A new analysis and typology of news consumers has been produced by MORI. It looks at the totality of what people seek, how and when they seek it, their expectations of availability and use of new channels and media.
Six groups emerge from MORI’s analysis: All-Rounders, Ho-Hums, Newshounds, Early Birds, Technos and Night Owls.
All-Rounders represent about one-third of adults in Britain. As the label suggests, they have a broad – but not necessarily deep – interest in all types of news, from serious to light and national to local. The group is skewed towards the blue-collar classes in the lower income brackets who are conservative in their media consumption, tending to rely on traditional sources.
Like All-Rounders, the next group – Ho-Hums – represent a significant part of the tabloid and terrestrial television audience, but the group approaches its media with a different mindset. Younger, predominantly female and representing about one-in-five adults, they express little interest in “serious” issues and are disinclined to trust institutional sources of news and comment. The one area to excite their interest is celebrity gossip.
Newshounds are, in many ways, the opposite of Ho-Hums. Likely to be middle-aged professionals, these are “news junkies”, voracious for serious news issues and discussion of them. Current affairs and international, business and financial matters are their main interests.
As avid broadsheet readers, Newshounds also turn to national radio, and later on to TV, such as Newsnight, for up-dated information.
Newshounds represent 14 per cent of the adult population, slightly more than Technos and Early Birds.
Early Birds are early consumers of news want a flavour of national stories without the Newshounds’ need for depth. Headline news and a summary of major events are their priorities.

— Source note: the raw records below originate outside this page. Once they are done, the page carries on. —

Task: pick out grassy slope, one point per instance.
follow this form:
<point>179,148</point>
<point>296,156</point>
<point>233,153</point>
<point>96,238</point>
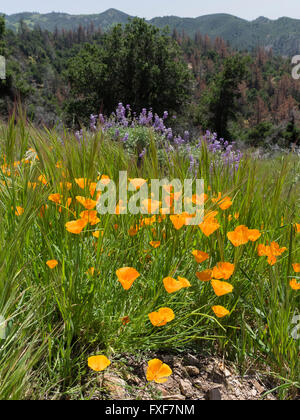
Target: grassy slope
<point>57,318</point>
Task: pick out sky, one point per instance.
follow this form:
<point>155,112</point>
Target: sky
<point>185,8</point>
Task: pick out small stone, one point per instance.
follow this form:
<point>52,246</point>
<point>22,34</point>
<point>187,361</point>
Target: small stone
<point>115,386</point>
<point>186,388</point>
<point>192,370</point>
<point>214,395</point>
<point>174,397</point>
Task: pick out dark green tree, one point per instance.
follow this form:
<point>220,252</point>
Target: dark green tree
<point>136,64</point>
<point>220,104</point>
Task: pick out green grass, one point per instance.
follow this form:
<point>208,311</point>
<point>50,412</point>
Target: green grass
<point>58,318</point>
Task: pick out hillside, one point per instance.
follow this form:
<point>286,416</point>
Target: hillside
<point>282,35</point>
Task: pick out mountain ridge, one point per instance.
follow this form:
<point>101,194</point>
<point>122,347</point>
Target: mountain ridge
<point>282,34</point>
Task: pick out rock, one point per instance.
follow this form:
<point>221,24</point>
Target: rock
<point>213,395</point>
<point>260,389</point>
<point>192,370</point>
<point>115,386</point>
<point>174,397</point>
<point>186,388</point>
<point>192,360</point>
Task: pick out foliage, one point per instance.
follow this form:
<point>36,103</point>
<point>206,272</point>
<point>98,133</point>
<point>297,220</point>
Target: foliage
<point>137,64</point>
<point>57,317</point>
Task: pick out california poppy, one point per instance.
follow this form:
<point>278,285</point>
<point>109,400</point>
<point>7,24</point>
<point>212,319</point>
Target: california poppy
<point>178,221</point>
<point>90,216</point>
<point>223,270</point>
<point>210,224</point>
<point>19,211</point>
<point>158,371</point>
<point>52,264</point>
<point>294,284</point>
<point>127,276</point>
<point>205,275</point>
<point>221,288</point>
<point>76,226</point>
<point>87,202</point>
<point>161,317</point>
<point>155,244</point>
<point>172,285</point>
<point>200,256</point>
<point>98,363</point>
<point>296,268</point>
<point>137,183</point>
<point>271,251</point>
<point>220,311</point>
<point>82,182</point>
<point>55,198</point>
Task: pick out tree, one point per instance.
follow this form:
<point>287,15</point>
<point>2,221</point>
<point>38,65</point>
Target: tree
<point>2,31</point>
<point>136,64</point>
<point>220,101</point>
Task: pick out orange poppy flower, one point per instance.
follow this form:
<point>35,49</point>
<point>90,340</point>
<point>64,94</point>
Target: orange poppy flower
<point>205,275</point>
<point>296,268</point>
<point>125,320</point>
<point>133,231</point>
<point>98,363</point>
<point>161,317</point>
<point>155,244</point>
<point>55,198</point>
<point>178,221</point>
<point>294,284</point>
<point>150,206</point>
<point>223,271</point>
<point>224,203</point>
<point>242,235</point>
<point>148,221</point>
<point>19,211</point>
<point>76,226</point>
<point>68,203</point>
<point>200,256</point>
<point>87,202</point>
<point>82,182</point>
<point>127,276</point>
<point>220,311</point>
<point>105,179</point>
<point>209,224</point>
<point>137,183</point>
<point>91,271</point>
<point>32,185</point>
<point>66,185</point>
<point>271,251</point>
<point>158,371</point>
<point>172,285</point>
<point>52,264</point>
<point>221,288</point>
<point>43,179</point>
<point>90,216</point>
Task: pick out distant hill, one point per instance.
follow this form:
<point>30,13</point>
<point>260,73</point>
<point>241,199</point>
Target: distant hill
<point>282,35</point>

Early Birds also have a special interest in local news, and while Newshounds tend to be concentrated in the South-east, Early Birds are disproportionately found in the Midlands and North-east.

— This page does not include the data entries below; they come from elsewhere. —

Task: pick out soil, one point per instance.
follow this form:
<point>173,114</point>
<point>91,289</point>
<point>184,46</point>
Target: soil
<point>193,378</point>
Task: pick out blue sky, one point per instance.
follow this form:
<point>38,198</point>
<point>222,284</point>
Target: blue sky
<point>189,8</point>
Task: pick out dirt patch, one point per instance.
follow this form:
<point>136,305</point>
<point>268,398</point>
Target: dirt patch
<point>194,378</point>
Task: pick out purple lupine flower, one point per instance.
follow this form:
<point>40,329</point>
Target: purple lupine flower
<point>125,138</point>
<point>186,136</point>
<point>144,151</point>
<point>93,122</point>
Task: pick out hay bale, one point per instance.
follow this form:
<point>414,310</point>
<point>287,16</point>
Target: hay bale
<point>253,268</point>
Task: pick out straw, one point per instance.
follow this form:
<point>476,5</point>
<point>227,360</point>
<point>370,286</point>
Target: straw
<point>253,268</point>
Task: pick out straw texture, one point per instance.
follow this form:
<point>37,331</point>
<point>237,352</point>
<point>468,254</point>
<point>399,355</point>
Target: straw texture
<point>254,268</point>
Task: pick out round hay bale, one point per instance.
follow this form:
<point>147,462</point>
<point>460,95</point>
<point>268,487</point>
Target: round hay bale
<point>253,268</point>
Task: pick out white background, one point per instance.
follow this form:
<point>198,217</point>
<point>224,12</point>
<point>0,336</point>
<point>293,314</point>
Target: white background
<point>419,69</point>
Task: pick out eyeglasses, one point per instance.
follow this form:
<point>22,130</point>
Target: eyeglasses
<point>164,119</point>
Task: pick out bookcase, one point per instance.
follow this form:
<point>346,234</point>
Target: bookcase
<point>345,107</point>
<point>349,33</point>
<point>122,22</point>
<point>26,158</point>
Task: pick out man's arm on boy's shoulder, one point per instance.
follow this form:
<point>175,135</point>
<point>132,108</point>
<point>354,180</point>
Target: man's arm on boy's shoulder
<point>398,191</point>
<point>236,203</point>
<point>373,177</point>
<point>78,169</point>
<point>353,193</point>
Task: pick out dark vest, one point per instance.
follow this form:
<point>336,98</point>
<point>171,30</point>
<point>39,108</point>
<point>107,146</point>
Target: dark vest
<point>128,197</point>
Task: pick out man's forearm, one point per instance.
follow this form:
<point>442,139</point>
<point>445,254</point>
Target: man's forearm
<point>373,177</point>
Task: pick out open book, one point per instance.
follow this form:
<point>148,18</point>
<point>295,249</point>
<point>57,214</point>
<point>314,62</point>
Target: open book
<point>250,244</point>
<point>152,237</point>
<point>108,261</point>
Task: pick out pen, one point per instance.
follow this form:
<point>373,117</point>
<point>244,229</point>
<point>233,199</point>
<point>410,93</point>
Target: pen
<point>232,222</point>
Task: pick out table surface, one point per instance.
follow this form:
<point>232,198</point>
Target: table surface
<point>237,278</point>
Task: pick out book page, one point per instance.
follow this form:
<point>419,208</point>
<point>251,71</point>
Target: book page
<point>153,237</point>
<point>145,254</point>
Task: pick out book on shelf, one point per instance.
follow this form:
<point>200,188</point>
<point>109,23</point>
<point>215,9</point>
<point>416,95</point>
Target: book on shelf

The other group of similar proportion to Newshounds and Early Birds is Technos. The concept of “news on demand” finds its expression in the behaviour and expectations of this group. They seek news on business, finance and sport, together with the commentary of experts – and they expect it at a time and via channels of their choosing.
Predominantly male, aged between 20 and 45 and likely to be graduates, Technos occupy junior managerial and professional positions. They continue to consume traditional media, including news-papers (likely to be broadsheets), TV and local radio in the morning. However, their distinguishing characteristic is their use of mobile phones, the internet and Teletext for news during the day and in the evening.

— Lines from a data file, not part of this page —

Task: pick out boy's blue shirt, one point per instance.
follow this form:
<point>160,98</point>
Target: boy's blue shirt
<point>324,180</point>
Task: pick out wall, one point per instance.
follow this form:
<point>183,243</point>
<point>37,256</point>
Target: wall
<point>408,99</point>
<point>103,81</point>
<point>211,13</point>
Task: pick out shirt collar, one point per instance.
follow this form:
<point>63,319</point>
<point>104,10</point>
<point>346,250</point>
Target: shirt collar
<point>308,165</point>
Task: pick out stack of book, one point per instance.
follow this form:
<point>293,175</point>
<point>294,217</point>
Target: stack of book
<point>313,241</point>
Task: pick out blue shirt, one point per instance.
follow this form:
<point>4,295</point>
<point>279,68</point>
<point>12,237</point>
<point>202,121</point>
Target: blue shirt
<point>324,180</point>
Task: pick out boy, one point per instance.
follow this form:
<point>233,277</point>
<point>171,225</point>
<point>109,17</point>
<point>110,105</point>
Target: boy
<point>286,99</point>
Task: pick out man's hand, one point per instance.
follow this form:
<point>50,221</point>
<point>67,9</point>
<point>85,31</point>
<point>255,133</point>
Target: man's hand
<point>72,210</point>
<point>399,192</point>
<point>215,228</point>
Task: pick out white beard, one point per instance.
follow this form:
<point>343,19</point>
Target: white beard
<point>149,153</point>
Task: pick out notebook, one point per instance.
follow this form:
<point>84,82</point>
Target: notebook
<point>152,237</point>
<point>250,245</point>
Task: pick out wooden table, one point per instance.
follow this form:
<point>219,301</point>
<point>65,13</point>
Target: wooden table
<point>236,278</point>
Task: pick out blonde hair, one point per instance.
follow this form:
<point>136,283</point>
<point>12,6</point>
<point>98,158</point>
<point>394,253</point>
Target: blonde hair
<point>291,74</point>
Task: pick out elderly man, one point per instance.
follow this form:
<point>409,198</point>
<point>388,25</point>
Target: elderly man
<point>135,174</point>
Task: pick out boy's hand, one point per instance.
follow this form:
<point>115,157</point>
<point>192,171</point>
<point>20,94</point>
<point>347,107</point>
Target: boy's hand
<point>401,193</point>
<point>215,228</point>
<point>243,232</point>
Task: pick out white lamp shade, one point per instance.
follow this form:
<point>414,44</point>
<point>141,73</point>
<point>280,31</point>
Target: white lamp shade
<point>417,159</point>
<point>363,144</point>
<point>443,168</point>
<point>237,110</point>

The final group is Night Owls. The smallest group at eight per cent of adults, this segment represents about 4 million people in the UK and is arguably the least well recognised and catered for.
This group is a far cry from the Ho-Hums, to whom they are demographically related. Both groups contain a high proportion of younger working class women, but the Night Owls seek substantive news in the late evening. While consuming radio, especially local radio, during the day, they turn to newspapers, television and the internet to satisfy their news hunger in the evening.
The findings have wide reaching implications, not only for marketers and broadcasters, but also business and political communicators.
For broadcasters, they are an additional tool to help them shape the content, tone and mix of programmes at different times of day. Newshounds are well catered for by the late evening mix on terrestrial TV, but there is scope for improvement in the service to Night Owls.
In the wider context of news planning, what do the views and behaviour of Technos tell us about the future? It’s fair to assume that the active engagement of Technos is a sign of things to come or, indeed, of things already happening, as the majority of Newshounds and Early Birds share Technos’ expectations of news on demand.
For business and political communicators, the segmentation should help to refine the shape and targeting of information. The extent to which these segments are relevant could help determine the right emphasis for the story. More significantly, perhaps, the analysis highlights the importance of time of day in segmenting media consumers: the different segments not only have particular channels to which they are most receptive, but also markedly different times of the day and evening.